About a month ago, my wonderful newly vegan mother (I’ll never tire of saying that), in an effort to help with my cooking endeavors, cooked a massive amount of brown lentils. And then a few weeks after that, she bestowed me with an Asian sweet potato. Mothers. What would we do without them? Starve, probably. Anyway, since then, I’ve been saving lentils in my freezer not exactly knowing what to do with them. Since I’ve never been a fan of lentil soup, I thought that would certainly be out. But then it occurred to me, that the reason I’ve never liked lentil soup wasn’t because I didn’t like lentils, the flavors just never appealed to me. So, I decided to get creative and play with the flavor of my favorite cuisine, curry, and this is what came of it!

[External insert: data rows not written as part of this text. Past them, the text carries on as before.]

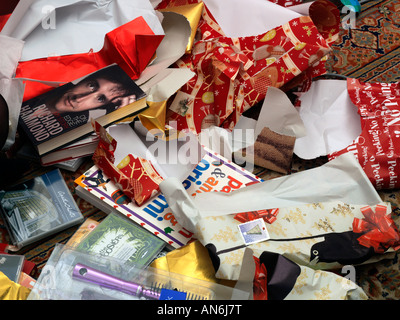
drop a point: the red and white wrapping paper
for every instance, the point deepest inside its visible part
(377, 148)
(233, 74)
(135, 176)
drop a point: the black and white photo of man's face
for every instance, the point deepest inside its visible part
(92, 94)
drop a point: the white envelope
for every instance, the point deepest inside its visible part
(330, 118)
(239, 18)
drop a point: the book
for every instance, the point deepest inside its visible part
(37, 208)
(84, 229)
(213, 173)
(70, 165)
(120, 238)
(63, 115)
(11, 266)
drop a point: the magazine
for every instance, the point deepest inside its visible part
(63, 115)
(37, 208)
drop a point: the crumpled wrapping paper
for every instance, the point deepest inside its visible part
(317, 235)
(9, 290)
(232, 74)
(278, 278)
(136, 177)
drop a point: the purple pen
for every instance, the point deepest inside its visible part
(88, 274)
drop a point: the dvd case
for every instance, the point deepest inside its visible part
(37, 208)
(117, 236)
(11, 266)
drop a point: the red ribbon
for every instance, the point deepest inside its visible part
(377, 228)
(137, 184)
(260, 281)
(269, 215)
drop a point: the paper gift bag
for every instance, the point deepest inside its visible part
(131, 46)
(278, 278)
(378, 146)
(233, 74)
(322, 236)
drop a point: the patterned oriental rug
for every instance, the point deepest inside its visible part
(370, 50)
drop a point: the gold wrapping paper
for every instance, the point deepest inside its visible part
(154, 117)
(191, 260)
(9, 290)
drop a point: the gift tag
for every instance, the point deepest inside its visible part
(253, 231)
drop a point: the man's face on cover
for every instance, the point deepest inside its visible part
(92, 94)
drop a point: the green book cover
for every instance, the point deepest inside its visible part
(122, 239)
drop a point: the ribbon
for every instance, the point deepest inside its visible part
(134, 176)
(377, 228)
(268, 216)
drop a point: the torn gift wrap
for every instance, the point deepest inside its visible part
(282, 279)
(329, 116)
(131, 45)
(378, 145)
(276, 130)
(317, 235)
(135, 177)
(232, 74)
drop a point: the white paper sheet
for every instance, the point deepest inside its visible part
(10, 88)
(177, 32)
(239, 18)
(330, 118)
(340, 179)
(76, 26)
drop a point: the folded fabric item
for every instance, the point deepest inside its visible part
(136, 177)
(323, 236)
(283, 279)
(377, 148)
(233, 74)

If you can’t find Asian sweet potatoes, that’s okay. I think this would be absolutely fabulous with regular sweet potatoes, if not better, as they’re much sweeter. Also, you can chose to use vegan bouillon cubes, but if those aren’t available to you, feel free to substitute the stock with canned or homemade low sodium vegetable broth instead.

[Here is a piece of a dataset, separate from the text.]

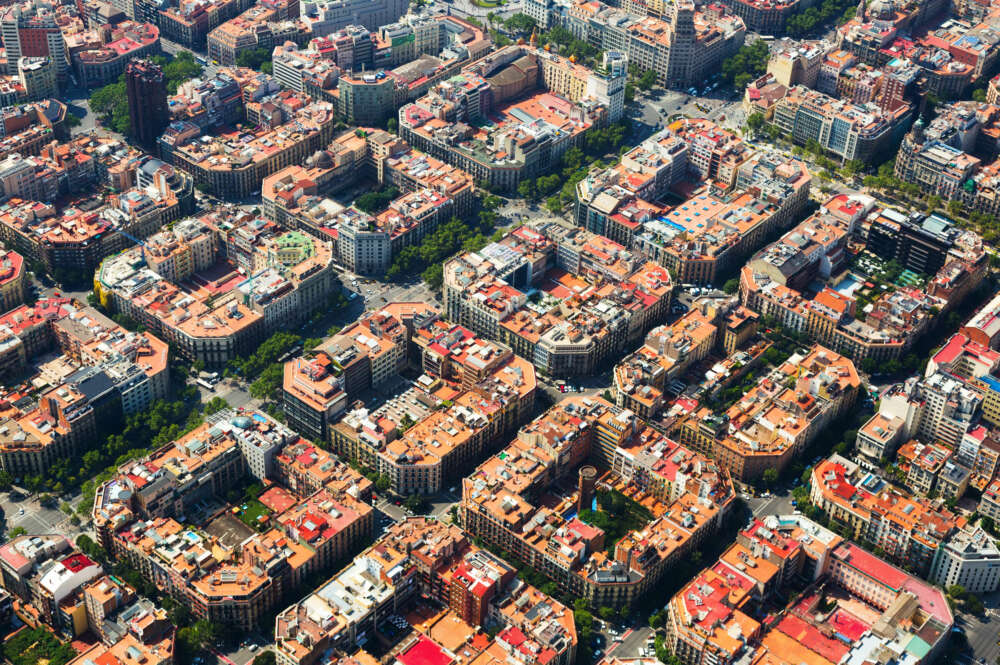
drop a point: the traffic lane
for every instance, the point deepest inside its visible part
(983, 634)
(775, 505)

This is delicious and you can serve it however your kind vegan or soon-to-be vegan heart pleases! Also, be aware that this recipe makes a lot. You will have leftovers, so freeze some, have a party or better yet, bring some to your dear ol’ mom!

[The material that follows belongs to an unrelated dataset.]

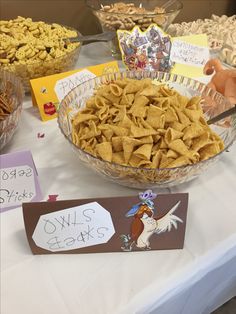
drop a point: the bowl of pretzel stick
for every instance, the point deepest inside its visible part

(makes about 8, 1 cup servings)
4 cups water
2 vegan vegetable bouillon cubes, I used Rapunzel Vegan Vegetable Bouillon with Sea Salt
2 large carrots, cut into 1/2 inch rounds
1 large Asian sweet potato, cut into 1 inch cubes
1 small onion, chopped
2 cloves garlic, minced
15 oz can of chickpeas, drained and rinsed, reserve 1/2 cup of chickpea liquid prior to rinsing
3 cups cooked lentils
1/4 bunch red kale, de-stemmed and cut into bite sized pieces
2 tbsp curry powder
1/4 tsp coriander
1/4 tsp ground ginger
salt and freshly ground pepper, to taste
In a large stock pot, add the water and bouillon cubes (or just the veggie broth if using) and bring to a boil. Add the carrots, potato, onion and garlic and simmer, covered, for 30 minutes until carrots and potato are tender and can be pierced with a fork. Next, add the chickpeas, the chickpea liquid, and lentils, stir, and simmer for another 10 minutes until the lentils begin to break a part and thicken the soup. Add the kale, spices, salt and pepper, and stir well. Let it simmer for another 5 minutes. Remove from heat, stir, and serve in individual bowls or accompanied with brown basmati rice.